Even more prolific, the first two Trans*H4CKs—held in Oakland and Las Vegas respectively—have already produced sites such as Dottify.me—a social surveying site for the trans* and gender variant communities that allows users to create anonymous identities, place themselves on a map, participate in surveys and share their stories. There's also a Trans Health Access Wiki and Trans H4CK Clothes R4ck where trans people can exchange clothes at different points of their transition allowing both economic and expressive sustainability.

As Ziegler ended his discussion with Windy City Times, in another corner of the Trans*H4CK Chicago room, trans health activist Riley Johnson was putting an app together to aggregate and automize the upkeep of trans medical referrals. "Sometimes records and provider lists aren't accurate or people aren't talking to each other across agencies," Johnson explained. "My hope is to make that process easier in that there will be one spot that will contain all the referral lists."

As Trans*H4CK wound up March 30, Johnson's idea and each of the others will be reviewed by a panel of judges.

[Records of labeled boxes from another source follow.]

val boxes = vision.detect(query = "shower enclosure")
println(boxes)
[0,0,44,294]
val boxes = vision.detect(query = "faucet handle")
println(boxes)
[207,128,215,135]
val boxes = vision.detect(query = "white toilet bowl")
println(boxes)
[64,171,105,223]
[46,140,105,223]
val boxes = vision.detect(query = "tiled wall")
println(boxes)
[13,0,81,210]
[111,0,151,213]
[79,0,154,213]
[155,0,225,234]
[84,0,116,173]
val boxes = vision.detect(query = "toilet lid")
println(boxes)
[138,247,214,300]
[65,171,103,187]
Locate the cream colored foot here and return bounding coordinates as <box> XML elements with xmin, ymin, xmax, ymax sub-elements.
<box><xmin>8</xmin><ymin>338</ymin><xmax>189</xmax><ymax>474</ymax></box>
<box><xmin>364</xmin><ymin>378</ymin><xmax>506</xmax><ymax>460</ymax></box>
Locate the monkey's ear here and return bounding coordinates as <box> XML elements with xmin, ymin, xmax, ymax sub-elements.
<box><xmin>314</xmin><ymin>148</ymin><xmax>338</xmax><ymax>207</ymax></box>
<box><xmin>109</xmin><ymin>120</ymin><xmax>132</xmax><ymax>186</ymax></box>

The winning design will be presented during the Trans 100 ceremony at Maynestage later that evening.

Ziegler said he is optimistic that something extraordinary will emerge from the weekend. "You know, even if nothing comes out of this, the actual experience of people of different races and colors being in this room together sets a precedent among trans advocacy and activism," he said. "Sometimes we are very separate in the work that we do even though we are fighting for similar causes, but the fact that we can exist in this space together and have different allies means we are changing ourselves internally. That has a ripple effect that can help trans people all over the globe."

Ziegler's grandmother passed on when he was 22. By that time, she had set into motion the ripples of education that became a wave to power Ziegler's own life. "Without her, I would have dropped out of school a long time ago," he said. "If my grandma was here right now, she would be in this room willing me and all of us on."